Valora’s Response to LTN article: Take Two: Reactions to 'Da Silva Moore' Predictive Coding Order
What is missing there, and elsewhere, is a
discussion of
the specific weaknesses of the overall Predictive Coding
technique. Here
are just three drawbacks of the technique:
- PC tagging algorithms are not transparent. No one really knows why the PC engine "chose" the documents it did. Typically, the “choosing” algorithm is hidden and not disclosed. All we know is that somehow the document recognized is a lot like another tagged.
- PC has no checks or balances on the skill set, education, consistency or motivations of the seed set coder(s). The entire Predictive Coding approach assumes that the seed set coder(s) know what they are doing, and that they are correct, consistent and honest. Would you defend that position, particularly given that the “human being as gold standard" concept has been roundly deflated (see Blair & Maron, Grossman, TREC, etc.)?

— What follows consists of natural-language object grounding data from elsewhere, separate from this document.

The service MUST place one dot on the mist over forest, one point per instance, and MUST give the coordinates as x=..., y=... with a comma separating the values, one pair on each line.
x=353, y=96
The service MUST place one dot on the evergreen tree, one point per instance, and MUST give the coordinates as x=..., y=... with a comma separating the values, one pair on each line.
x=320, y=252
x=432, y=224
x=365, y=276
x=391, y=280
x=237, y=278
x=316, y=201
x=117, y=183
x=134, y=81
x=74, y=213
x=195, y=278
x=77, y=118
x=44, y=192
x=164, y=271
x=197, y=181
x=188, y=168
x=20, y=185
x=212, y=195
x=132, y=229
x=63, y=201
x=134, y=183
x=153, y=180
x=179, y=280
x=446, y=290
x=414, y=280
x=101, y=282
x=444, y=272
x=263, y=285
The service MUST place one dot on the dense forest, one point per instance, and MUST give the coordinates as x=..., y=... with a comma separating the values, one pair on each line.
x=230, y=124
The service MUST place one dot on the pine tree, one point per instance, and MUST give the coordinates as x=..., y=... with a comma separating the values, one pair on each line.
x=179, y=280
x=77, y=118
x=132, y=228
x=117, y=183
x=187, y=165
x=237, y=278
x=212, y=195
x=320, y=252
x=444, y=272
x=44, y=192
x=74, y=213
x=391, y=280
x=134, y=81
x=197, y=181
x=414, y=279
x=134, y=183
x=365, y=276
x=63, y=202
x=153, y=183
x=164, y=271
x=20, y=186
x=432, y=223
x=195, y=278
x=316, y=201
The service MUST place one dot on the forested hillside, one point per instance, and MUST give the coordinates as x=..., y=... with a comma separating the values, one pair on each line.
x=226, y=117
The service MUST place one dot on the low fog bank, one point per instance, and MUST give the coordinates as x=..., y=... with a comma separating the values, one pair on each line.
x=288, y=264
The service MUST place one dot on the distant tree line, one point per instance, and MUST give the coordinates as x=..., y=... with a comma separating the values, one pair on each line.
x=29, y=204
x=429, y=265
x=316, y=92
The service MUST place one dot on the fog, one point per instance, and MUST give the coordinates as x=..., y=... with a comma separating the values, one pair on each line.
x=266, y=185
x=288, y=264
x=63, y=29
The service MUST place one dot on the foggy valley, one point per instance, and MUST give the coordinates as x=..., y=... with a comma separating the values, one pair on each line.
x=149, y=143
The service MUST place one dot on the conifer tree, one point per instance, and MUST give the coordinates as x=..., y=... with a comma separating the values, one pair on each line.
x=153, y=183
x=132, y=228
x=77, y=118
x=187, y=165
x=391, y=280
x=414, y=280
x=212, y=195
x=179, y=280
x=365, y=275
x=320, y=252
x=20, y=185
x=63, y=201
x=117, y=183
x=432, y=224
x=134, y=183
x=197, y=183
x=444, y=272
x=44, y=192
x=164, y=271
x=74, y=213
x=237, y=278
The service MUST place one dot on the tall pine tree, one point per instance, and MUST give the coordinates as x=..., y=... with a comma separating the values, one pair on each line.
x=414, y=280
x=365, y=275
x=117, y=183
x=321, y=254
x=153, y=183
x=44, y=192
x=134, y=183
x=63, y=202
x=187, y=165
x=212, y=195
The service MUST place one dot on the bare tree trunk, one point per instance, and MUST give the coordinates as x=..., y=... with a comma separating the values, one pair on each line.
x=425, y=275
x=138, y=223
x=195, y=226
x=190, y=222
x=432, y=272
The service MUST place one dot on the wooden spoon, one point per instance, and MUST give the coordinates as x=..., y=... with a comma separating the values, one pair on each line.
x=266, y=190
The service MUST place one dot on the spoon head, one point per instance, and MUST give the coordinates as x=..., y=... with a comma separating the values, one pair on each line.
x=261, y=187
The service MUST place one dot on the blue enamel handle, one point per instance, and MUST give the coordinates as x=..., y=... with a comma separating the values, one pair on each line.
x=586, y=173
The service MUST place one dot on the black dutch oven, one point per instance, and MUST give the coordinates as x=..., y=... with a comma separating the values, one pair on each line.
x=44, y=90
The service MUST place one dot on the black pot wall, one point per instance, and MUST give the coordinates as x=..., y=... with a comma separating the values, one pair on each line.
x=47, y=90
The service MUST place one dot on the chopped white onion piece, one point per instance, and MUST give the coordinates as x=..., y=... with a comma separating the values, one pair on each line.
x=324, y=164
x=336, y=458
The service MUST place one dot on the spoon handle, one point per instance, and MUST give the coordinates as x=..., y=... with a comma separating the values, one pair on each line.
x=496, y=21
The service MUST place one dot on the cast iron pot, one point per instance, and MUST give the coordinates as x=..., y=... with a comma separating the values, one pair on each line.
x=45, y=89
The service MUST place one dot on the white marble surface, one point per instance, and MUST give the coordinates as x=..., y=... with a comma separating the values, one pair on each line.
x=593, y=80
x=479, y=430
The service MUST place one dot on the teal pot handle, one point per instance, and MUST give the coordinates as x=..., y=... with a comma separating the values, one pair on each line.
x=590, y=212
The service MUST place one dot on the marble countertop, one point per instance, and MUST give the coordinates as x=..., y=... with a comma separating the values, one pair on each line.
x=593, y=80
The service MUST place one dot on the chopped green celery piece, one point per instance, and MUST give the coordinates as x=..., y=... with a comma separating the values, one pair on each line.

- Typically, seed set creation and audit sampling for PC use a random sampling technique, the weakest of all types.
Other sampling techniques
(stratified,
cluster, panel, etc.) are aware of document attributes and
utilize intelligent
groupings to create a much stronger, more representative sample
for seed set
coding and auditing purposes.
Since at present, all Predictive Coding
solutions are
products, which means they have limited functionality and
flexibility for
specific case matters, perhaps we should be thinking about the
broader picture of
Technology-Assisted Review (TAR) as a service – customizable,
measurable and
transparent.